Madres, abuelas, hijas, nietas, tías, sobrinas, primas, amigas, conocidas, compañeras… La plaza de Bermillo de Sayago se ha quedado este sábado pequeña, muy pequeña, para acoger una aglomeración no vista en el pueblo desde hace años. La localidad sayaguesa ha sido este año anfitriona del Encuentro Provincial de Águedas, el noveno que se celebra ya de manera conjunta y organizada, que este año ha batido récords de asistencia con más de 1.600 mujeres prestas a pasar un día en compañía de águedas de otras comarcas. Bermillo, este sábado, es una fiesta.
Hasta allí se han trasladado mujeres de todos los rincones de la provincia. Algunas identificadas, otras de por libre, en las calles de Bermillo había mujeres de Sayago, claro. También de Corrales, de El Pego, de Muelas del Pan, de Santibáñez de Vidriales, de Toro, de Benavente, de Pajares de la Lampreana, de Zamora o de Villafáfila.
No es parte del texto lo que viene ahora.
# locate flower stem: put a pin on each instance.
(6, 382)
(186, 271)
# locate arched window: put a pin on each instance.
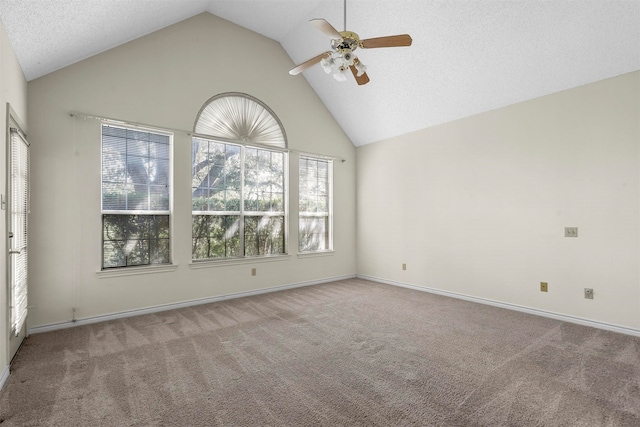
(238, 188)
(240, 117)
Todas unidas con el único objetivo de pasar un día de hermandad, este año con más campanillas (institucionales) merced a la presencia del presidente de la Junta de Castilla y León, Alfonso Fernández Mañueco, que ha participado en la tradicional cesión de bastones al águeda mayor.
Honor que este año ha recaído en Isabel Bernardo, vecina de Bermillo, honrada por el gesto como ella misma declaraba antes de recibir el bastón de mano de su pueblo (de manos de la alcaldesa, Ángeles Martínez) y el de la Diputación de Zamora de manos de su presidente, Javier Faúndez. «Nunca hemos tenido por aquí a tanta gente, estamos todos encantados», aseguraba Bernardo.
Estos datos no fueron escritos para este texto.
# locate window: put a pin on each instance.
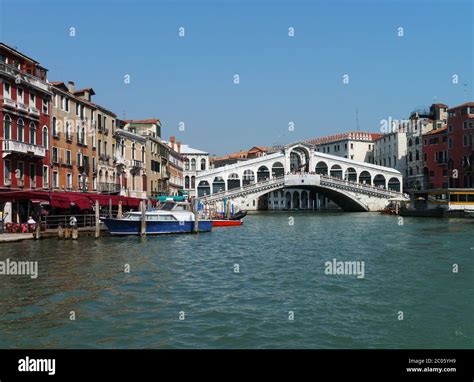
(55, 155)
(7, 89)
(20, 96)
(32, 133)
(45, 106)
(33, 175)
(68, 157)
(7, 123)
(45, 137)
(45, 177)
(55, 179)
(20, 170)
(7, 172)
(21, 130)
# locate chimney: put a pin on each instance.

Por su parte, Faúndez ha puesto en valor el acto del día de hoy, el más numeroso de todos los que se organizan en la provincia de Zamora a lo largo del calendario anual, por encima incluso del Día de la Provincia. «Es un homenaje a todas las mujeres de la provincia, que es en realidad muy poco para todo lo que ellas aportan en el día a día».
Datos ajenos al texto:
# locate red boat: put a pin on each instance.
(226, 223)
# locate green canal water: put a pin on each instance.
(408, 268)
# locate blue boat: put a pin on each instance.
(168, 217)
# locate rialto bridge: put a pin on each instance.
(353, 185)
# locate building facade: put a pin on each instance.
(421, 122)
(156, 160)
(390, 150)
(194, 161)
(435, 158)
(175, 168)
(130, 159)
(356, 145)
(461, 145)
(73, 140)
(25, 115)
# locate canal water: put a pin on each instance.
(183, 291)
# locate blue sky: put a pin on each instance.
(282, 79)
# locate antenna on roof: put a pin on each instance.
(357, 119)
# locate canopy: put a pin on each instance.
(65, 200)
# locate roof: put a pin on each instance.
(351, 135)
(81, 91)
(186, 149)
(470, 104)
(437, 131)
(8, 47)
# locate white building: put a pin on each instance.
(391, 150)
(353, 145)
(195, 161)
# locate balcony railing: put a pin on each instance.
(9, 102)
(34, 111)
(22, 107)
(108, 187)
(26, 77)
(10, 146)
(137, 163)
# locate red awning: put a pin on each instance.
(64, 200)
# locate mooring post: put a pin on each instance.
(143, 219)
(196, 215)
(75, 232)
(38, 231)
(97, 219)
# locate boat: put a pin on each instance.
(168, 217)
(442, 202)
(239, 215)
Finalizado el intercambio de bastones, con el acto de reivindicación cultural y local correspondiente y después de lanzar «vivas» a las comarcas y a ellas mismas, las águedas han marchado en procesión hasta el pabellón, han celebrado la tradicional misa y han acudido a lo realmente importante en el día de hoy, la comida de hermandad. «¡Viva Santa Águeda!».